While this is totally out of anyone’s hands, why not dream for a winter that provides some snow, but not too much snow all at once. Snow is a form of precipitation and our soils will need that moisture come spring. No snow will leave our soils dry, but 3’ snowstorm and – 10° mornings aren’t helpful either as it gobbles up unnecessary time to get dug out, plow driveways, and unfreeze water troughs. A mild winter would also entail moderate temperatures. While the cows don’t mind the cold – and farmers don’t either as they are usually dressed for it – negative temps and harsh winds are just no fun to work in.
Employees who care.
Or how about employees in general. It’s getting harder and harder to find people who are willing to work the long hours required on a farm. Labor is one of the top issues facing agriculture today – so finding employees willing to work alongside our farmers is key. The bonus: finding employees who truly care about the well-being of our animals. Dairy farmers love their cows! They regularly put the needs of their cows before their own, and it is critical to find employees with that same level of commitment to ensure a top level of care is provided – always!
For those who garden, you’ll understand this – you never have enough space to plant all that you want to. The same is true for farmers. Regardless of how many cows a farmer has, the desire to have more land is always there. On average, dairy farmers raise 60% of their cow’s dietary needs, and would provide more if they had the land to do so. Think about stocking your freezer to feed your family – you’d rather have more than not enough. Farmers are no different.
Clean water is so important for farmers and they work hard every day to ensure water quality is never compromised. They spend time and resources every year to install greater conservation practices that not only aid in crop production and soil retention, but water quality as well. And the water isn’t just for the cows. Most farmers live on or near the farm and so they are consuming the water too.

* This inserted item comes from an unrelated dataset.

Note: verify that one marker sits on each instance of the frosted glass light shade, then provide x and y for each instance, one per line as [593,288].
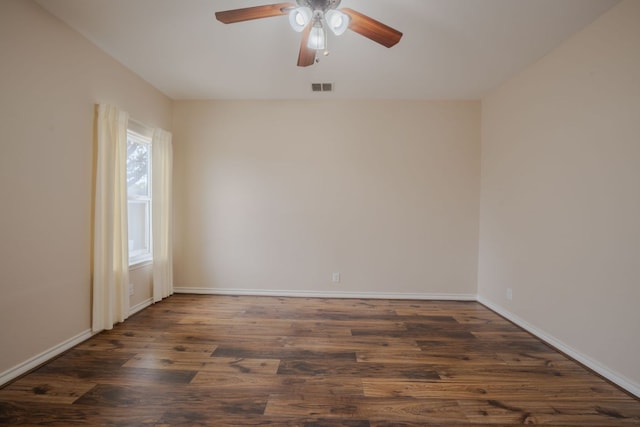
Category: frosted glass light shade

You may have heard the saying: healthy cows produce healthy milk. Well, it’s true! Dairy farmers strive to make their animals not only healthy, but comfortable too. If they are successful, they are rewarded with highly productive animals. If a cow does become sick, it is important for a farmer to be able to tend to her needs and get her the care she needs to feel better. That’s no different than how we would treat our own children. So pray for health!
Time with their family.
I should clarify – time with their family off the farm. Most farmers would seek time to relax and hit the pause button for a moment before it’s time to go back to check on a cow calving or time to milk. Time away is critical in any profession – and farming is no different. Time away allows one to recharge their batteries and that is so necessary to maintaining mental health and overall physical health. This is also where the need for employees comes in – so that farmers can afford to take an afternoon or morning off.
Last but not least, farmers want compassionate neighbors. Farming is hard enough without criticism from others who don’t understand what it takes to get through the day on a farm. Sure mistakes happen and communication is not always where it should be, but to have people who give their farmer neighbor the benefit of the doubt, rather than quick to accuse would mean the world to them. If you have a farmer neighbor, please don’t hesitate to reach out to them to give them praise when deserved, or to try and learn more about their business. Like any of us, positive reinforcement goes a long way!
If only a fraction of these items were under the tree this season, our farmers would be truly blessed. It’s not a matter of being naughty or nice, all farmers deserve a fair shake for putting food on our tables and contributing to our local communities they way they do. So please remember the farmers who will be tending to their herds before stockings are opened, just as they do everyday.